FOR IMMEDIATE RELEASE
Monday, January 24, 2022

LYNCHBURG, Va. – A Madison Heights, Virginia man and former veterinarian pleaded guilty to a pair of misdemeanor drug charges related to his diversion of hydromorphone, an opioid drug also known under the trade name of “Dilaudid.”

Patrick Gries, 54, pleaded guilty last week to one count of adulteration of a drug held for sale after shipment in interstate commerce and one count of distribution of a controlled substance without a written prescription.

“The U.S. Attorney’s Office is committed to working with our partners at the FDA, and elsewhere, to ensure consumer products are stored and prescribed using the most safe and secure protocols possible,” United States Attorney Christopher R. Kavanaugh said today. “When individuals with access to controlled substances break those safety protocols, even for individual use, they must be held accountable.”

“The FDA oversees the U.S. drug supply to ensure that it is safe and effective, and those who knowingly tamper with medicines put the health of patients (whether they are human or animal) at risk,” said Special Agent in Charge Mark S. McCormack, FDA Office of Criminal Investigations Metro Washington Field Office. “We will continue to protect the public health and bring to justice health care professionals who take advantage of their unique position and compromise their patients’ health and comfort by tampering with needed drugs.”

According to court documents, from 1994 through 2001, Gries practiced as a Doctor of Veterinary Medicine at a veterinary hospital in Amherst County, Virginia. The veterinary hospital held hydromorphone for sale and maintained supplies of hydromorphone for use in treating pain in the hospital’s animal patients following surgeries.

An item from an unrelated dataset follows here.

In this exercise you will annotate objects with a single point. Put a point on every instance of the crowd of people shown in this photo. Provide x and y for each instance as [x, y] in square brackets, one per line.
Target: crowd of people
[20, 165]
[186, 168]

As the hospital’s primary surgeon, Gries had full access to the hospital’s supply of hydromorphone. Beginning in July 2020 and without a valid prescription, Gries diverted hydromorphone for personal use by withdrawing a portion of the hydromorphone from the vial and injecting it into himself. He would then replace the diverted portion of the hydromorphone with another substance, usually either saline or butorphonal, and then return the altered hydromorphone to the supply maintained by the hospital.

The Food and Drug Administration - Office of Criminal Investigations, the Drug Enforcement Administration - Diversion Control Division, and the Virginia State Police investigated the case.